Wide Feature Support
The USD and USDZ formats, like the FBX file format, supports a rich and wide set of features. USD and USDZ supports 3D models, scene hierarchy, materials, lighting, animations, bones, skinning, and blend shapes. If you have data in a 3D editor that you want to transfer to another tool, it is very likely that USE and USDZ (if supported by your application) will be able to transfer that data accurately and easily.

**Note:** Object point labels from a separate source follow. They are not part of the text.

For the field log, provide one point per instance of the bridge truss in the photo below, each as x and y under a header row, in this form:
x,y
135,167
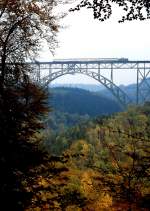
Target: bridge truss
x,y
46,72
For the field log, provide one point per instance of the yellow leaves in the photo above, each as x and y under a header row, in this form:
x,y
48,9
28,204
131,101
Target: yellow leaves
x,y
104,202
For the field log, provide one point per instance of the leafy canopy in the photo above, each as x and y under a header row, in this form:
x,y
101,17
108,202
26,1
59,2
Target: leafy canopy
x,y
103,9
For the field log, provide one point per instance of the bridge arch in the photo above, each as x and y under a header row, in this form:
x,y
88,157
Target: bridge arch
x,y
119,94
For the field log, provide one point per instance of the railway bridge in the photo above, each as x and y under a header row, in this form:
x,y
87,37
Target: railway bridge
x,y
46,72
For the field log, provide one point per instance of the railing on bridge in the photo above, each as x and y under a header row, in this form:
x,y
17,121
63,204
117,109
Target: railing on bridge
x,y
95,68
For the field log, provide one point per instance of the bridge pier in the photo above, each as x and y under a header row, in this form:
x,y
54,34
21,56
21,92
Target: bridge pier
x,y
95,68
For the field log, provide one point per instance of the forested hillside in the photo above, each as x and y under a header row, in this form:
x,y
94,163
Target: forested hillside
x,y
101,165
82,102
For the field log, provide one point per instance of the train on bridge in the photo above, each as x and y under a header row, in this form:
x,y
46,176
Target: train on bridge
x,y
92,59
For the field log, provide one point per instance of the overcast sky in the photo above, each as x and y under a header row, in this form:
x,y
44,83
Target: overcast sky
x,y
84,37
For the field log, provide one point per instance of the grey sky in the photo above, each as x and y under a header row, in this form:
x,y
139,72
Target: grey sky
x,y
84,37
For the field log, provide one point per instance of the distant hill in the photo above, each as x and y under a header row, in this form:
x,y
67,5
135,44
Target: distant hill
x,y
130,90
81,102
88,87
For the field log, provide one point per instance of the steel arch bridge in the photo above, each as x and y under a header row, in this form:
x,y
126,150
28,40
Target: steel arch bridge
x,y
46,72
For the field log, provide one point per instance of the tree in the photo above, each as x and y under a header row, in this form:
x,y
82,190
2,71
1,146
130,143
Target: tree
x,y
103,9
23,26
125,157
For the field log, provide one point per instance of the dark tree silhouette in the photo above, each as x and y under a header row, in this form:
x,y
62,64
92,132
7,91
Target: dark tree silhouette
x,y
102,9
23,26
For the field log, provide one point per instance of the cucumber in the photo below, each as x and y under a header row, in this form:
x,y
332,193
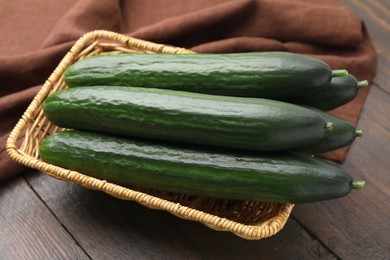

The most unique strength of the USD file format in comparison to all other 3D interchange formats is that its supported features are very modern. Pixar Animation is the leading 3D animation studio, and its design for USD is nearly perfect for its needs. USD supports the latest physically-based material and lighting definitions. It also does not have legacy baggage of features that used to be popular decades ago but generally are not used today, like FBX’s support for NURBS surfaces
Separate Position, UV and Normal Topologies
A strength of the USD and USDZ 3D file formats is that they enable the storage of position, UV, and normal data that have different topology. This is great for high-quality modeling tools, and enables complex features like accurate subdivision surfaces.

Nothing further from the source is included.